ELK收集分析Nginx日志-Elasticsearch6.3.1+FileBeat7.0+Logstash6.6.0+Kibana6.3.2

Filebeat 已经完全替代了 Logstash-Forwarder 成为新一代的日志采集器,同时鉴于它轻量、安全等特点,经消息队列输出插件输出到消息队列中。目前 Logstash 支持 Kafka、Redis、RabbitMQ 等常见消息队列。然后 Logstash 通过消息队列输入插件从队列中获取数据,分析过滤后经输出插件发送到 Elasticsearch,最后通过 Kibana 展示
引入消息队列机制的架构
ELK收集分析Nginx日志-Elasticsearch6.3.1+FileBeat7.0+Logstash6.6.0+Kibana6.3.2

elasticsearch和redis及nginx的安装这里就不说了,网上有太多了,各种安装方式

Kibana安装:

我这里是用Rancher启动docker容器的方式安装kibana。ELK收集分析Nginx日志-Elasticsearch6.3.1+FileBeat7.0+Logstash6.6.0+Kibana6.3.2

镜像为:docker.elastic.co/kibana/kibana:6.3.2  映射主机端口:5601  配置文件映射,文件内容:

server.port: 5601
server.name: kibana
server.host: "0"
elasticsearch.url: "http://192.168.1.149:9200"
xpack.monitoring.ui.container.elasticsearch.enabled: false

启动即可,若没问题的话,访问http://192.168.1.149:5601,界面如下:

ELK收集分析Nginx日志-Elasticsearch6.3.1+FileBeat7.0+Logstash6.6.0+Kibana6.3.2

Logstash安装:

也是Rancher启动容器的方式安装:

ELK收集分析Nginx日志-Elasticsearch6.3.1+FileBeat7.0+Logstash6.6.0+Kibana6.3.2

镜像为:docker.elastic.co/logstash/logstash:6.6.0 无需映射端口,需映射配置文件

logstash.yml:

http.host: "0.0.0.0"
xpack.monitoring.enabled: true
xpack.monitoring.elasticsearch.url: http://192.168.1.149:9200

/data/logstash/pipeline文件夹下有个配置文件叫logstash.conf,内容如下:

input {
    redis {
        data_type => "list"
        key => "filebeat"
        host => "192.168.1.149"
        port => 6379
        db => 2
        threads => 1
    }
}


filter {
     mutate {
        gsub => ["message", "\\x", "\\\\x"]
     }
     json {
        source => "message"
     }
     if [http_user_agent] != "-" {
      useragent {
         target => "ua"
         source => "http_user_agent"
       }
     }
     geoip {
        source => "clientip"
        database => "/usr/etc/GeoLite2-City.mmdb"
        remove_field => ["[geoip][latitude]", "[geoip][longitude]", "[geoip][country_code]", "[geoip][country_code2]", "[geoip][country_code3]", "[geoip][timezone]", "[geoip][continent_code]", "[geoip][region_code]", "[geoip][ip]"]
        #add_field => [ "[geoip][coordinates]", "%{[geoip][longitude]}" ]
        #add_field => [ "[geoip][coordinates]", "%{[geoip][latitude]}" ]
        target => "geoip"
         }
    mutate {
        convert => { 
                     "bytes_sent" => "integer"
                     "body_bytes_sent" => "integer"
                     "content_length" => "integer"
                     "request_length" => "integer"
                     "request_time" => "float"
                   }
        rename => { "[host][name]" => "host" }
    }
}

output {
    if [fields][service] == "nginx_access" {
        elasticsearch {
            hosts => ["192.168.1.149:9200"]
            index => "logstash-nginx_access-%{+yyyy.MM.dd}"
        }
        }
}

 

还一个文件GeoLite2-City.mmdb,这个文件是logstash用来根据IP地址获取城市信息的,下载地址:https://dev.maxmind.com/geoip/geoip2/geolite2/

下载后放到宿主机上,然后映射到容器内。这个文件是需要每隔段时间就要更新下的,但是用了他们提供的自动更新脚本更新不了,有知道怎么处理的大神路过,还望指点下。
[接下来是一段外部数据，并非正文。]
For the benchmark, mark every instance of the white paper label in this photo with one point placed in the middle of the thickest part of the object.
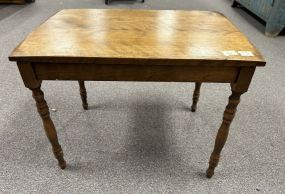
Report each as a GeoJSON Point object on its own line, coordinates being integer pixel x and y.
{"type": "Point", "coordinates": [229, 53]}
{"type": "Point", "coordinates": [246, 53]}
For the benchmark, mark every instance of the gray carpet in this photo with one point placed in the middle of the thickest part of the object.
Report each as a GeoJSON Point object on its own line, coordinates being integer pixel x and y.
{"type": "Point", "coordinates": [141, 137]}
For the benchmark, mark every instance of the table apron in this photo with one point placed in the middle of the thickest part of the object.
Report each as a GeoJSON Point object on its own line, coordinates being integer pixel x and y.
{"type": "Point", "coordinates": [162, 73]}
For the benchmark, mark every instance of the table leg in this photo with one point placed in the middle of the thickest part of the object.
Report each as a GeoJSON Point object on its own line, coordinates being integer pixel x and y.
{"type": "Point", "coordinates": [50, 130]}
{"type": "Point", "coordinates": [83, 94]}
{"type": "Point", "coordinates": [196, 95]}
{"type": "Point", "coordinates": [222, 135]}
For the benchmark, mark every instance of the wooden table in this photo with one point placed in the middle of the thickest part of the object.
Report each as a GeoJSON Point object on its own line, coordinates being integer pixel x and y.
{"type": "Point", "coordinates": [138, 45]}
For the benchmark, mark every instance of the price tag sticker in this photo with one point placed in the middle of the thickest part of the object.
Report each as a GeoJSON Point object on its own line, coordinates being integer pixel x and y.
{"type": "Point", "coordinates": [229, 53]}
{"type": "Point", "coordinates": [246, 53]}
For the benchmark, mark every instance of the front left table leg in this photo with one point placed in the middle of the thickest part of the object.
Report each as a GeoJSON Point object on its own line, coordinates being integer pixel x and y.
{"type": "Point", "coordinates": [83, 94]}
{"type": "Point", "coordinates": [49, 127]}
{"type": "Point", "coordinates": [196, 95]}
{"type": "Point", "coordinates": [223, 131]}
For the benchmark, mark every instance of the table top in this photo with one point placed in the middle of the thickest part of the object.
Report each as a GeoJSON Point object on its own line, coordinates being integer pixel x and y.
{"type": "Point", "coordinates": [138, 36]}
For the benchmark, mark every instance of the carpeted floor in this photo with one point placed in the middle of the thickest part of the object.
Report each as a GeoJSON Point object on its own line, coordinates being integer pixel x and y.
{"type": "Point", "coordinates": [141, 137]}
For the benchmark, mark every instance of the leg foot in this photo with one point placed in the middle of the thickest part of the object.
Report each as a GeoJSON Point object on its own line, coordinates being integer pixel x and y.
{"type": "Point", "coordinates": [235, 4]}
{"type": "Point", "coordinates": [222, 135]}
{"type": "Point", "coordinates": [49, 127]}
{"type": "Point", "coordinates": [83, 94]}
{"type": "Point", "coordinates": [196, 95]}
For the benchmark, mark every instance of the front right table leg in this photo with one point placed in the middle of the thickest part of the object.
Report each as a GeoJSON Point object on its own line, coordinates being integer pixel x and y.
{"type": "Point", "coordinates": [49, 127]}
{"type": "Point", "coordinates": [222, 135]}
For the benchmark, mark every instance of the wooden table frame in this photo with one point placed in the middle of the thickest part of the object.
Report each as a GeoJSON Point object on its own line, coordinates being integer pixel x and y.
{"type": "Point", "coordinates": [235, 70]}
{"type": "Point", "coordinates": [34, 73]}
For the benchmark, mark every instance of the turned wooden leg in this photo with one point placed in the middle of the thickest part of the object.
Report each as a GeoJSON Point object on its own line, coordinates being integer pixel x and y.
{"type": "Point", "coordinates": [83, 94]}
{"type": "Point", "coordinates": [222, 135]}
{"type": "Point", "coordinates": [196, 95]}
{"type": "Point", "coordinates": [48, 125]}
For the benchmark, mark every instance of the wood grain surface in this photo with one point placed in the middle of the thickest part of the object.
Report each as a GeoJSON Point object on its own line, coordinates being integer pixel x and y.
{"type": "Point", "coordinates": [137, 36]}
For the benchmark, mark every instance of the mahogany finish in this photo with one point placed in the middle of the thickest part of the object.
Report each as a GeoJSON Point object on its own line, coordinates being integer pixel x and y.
{"type": "Point", "coordinates": [137, 45]}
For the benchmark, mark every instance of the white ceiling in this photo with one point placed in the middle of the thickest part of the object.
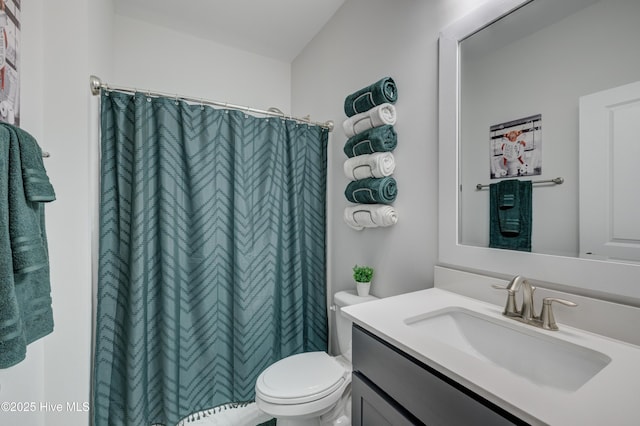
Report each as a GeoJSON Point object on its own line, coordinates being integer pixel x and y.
{"type": "Point", "coordinates": [278, 29]}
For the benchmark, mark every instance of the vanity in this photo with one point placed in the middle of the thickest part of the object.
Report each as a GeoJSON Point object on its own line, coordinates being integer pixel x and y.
{"type": "Point", "coordinates": [448, 355]}
{"type": "Point", "coordinates": [438, 357]}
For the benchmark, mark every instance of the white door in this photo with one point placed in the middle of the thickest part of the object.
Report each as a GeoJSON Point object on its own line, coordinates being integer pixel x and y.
{"type": "Point", "coordinates": [609, 174]}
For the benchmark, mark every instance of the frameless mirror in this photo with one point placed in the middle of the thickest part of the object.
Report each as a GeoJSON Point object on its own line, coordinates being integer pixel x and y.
{"type": "Point", "coordinates": [526, 66]}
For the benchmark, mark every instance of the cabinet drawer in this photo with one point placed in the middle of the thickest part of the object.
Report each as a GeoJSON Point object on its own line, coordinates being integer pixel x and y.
{"type": "Point", "coordinates": [427, 394]}
{"type": "Point", "coordinates": [372, 408]}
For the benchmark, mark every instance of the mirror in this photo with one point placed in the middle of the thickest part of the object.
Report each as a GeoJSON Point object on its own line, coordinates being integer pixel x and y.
{"type": "Point", "coordinates": [490, 75]}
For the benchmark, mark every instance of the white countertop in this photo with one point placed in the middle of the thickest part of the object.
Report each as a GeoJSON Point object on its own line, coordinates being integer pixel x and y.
{"type": "Point", "coordinates": [611, 397]}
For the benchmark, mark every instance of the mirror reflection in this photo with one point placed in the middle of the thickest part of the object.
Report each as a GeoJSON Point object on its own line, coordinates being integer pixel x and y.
{"type": "Point", "coordinates": [522, 80]}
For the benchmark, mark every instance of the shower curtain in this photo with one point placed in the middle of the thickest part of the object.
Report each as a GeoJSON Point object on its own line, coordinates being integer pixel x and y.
{"type": "Point", "coordinates": [211, 255]}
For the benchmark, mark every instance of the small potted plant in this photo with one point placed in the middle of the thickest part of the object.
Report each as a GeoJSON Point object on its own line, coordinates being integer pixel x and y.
{"type": "Point", "coordinates": [363, 275]}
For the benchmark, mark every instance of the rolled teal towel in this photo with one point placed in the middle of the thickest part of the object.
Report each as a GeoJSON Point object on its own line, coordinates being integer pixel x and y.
{"type": "Point", "coordinates": [372, 191]}
{"type": "Point", "coordinates": [381, 92]}
{"type": "Point", "coordinates": [377, 139]}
官方提供的更新方式请参考:https://dev.maxmind.com/geoip/geoipupdate/

接下来配置Nginx日志输出格式为JSON格式:

    #log_format  main  '$remote_addr - $remote_user [$time_local] "$request" '
    #                  '$status $body_bytes_sent "$http_referer" '
    #                  '"$http_user_agent" "$http_x_forwarded_for"';
    log_format json '{ "time_local": "$time_local", '
                              '"time": "$time_iso8601", '
                               '"remote_addr": "$remote_addr", '
                               '"remote_user": "$remote_user", '
                               '"body_bytes_sent": "$body_bytes_sent", '
                               '"request_time": "$request_time", '
                               '"up_resp_time": "$upstream_response_time",'
                               '"status": "$status", '
                               '"host": "$host", '
                               '"request": "$request", '
                               '"request_method": "$request_method", '
                               '"uri": "$uri", '
                               '"http_referrer": "$http_referer", '
                               '"bytes_sent": "$bytes_sent",'
                               '"content_length": "$content_length",'
                               '"request_length": "$request_length",'
                               '"http_x_forwarded_for": "$http_x_forwarded_for", '
                               '"http_user_agent": "$http_user_agent" '
                               '}';
    access_log  /data/nginx/log/access.log  json;

最后安装filebeat。参考官方文档:https://www.elastic.co/guide/en/beats/filebeat/7.0/setup-repositories.html

ELK收集分析Nginx日志-Elasticsearch6.3.1+FileBeat7.0+Logstash6.6.0+Kibana6.3.2

我是安装在Centos7上的,配置文件在/etc/filebeat/filebeat.yml  设置日志文件监听:

###################### Filebeat Configuration Example #########################

# This file is an example configuration file highlighting only the most common
# options. The filebeat.reference.yml file from the same directory contains all the
# supported options with more comments. You can use it as a reference.
#
# You can find the full configuration reference here:
# https://www.elastic.co/guide/en/beats/filebeat/index.html

# For more available modules and options, please see the filebeat.reference.yml sample
# configuration file.

#=========================== Filebeat inputs =============================

filebeat.inputs:

# Each - is an input. Most options can be set at the input level, so
# you can use different inputs for various configurations.
# Below are the input specific configurations.

- type: log

  # Change to true to enable this input configuration.
  enabled: true  #注意一定要打开此处

  # Paths that should be crawled and fetched. Glob based paths.
  paths:
    - /data/nginx/log/access.log
    #- c:\programdata\elasticsearch\logs\*
  tags: ["nginx-access"]
  fields: 
    service: nginx_access
  # Exclude lines. A list of regular expressions to match. It drops the lines that are
  # matching any regular expression from the list.
  #exclude_lines: ['^DBG']

  # Include lines. A list of regular expressions to match. It exports the lines that are
  # matching any regular expression from the list.
  #include_lines: ['^ERR', '^WARN']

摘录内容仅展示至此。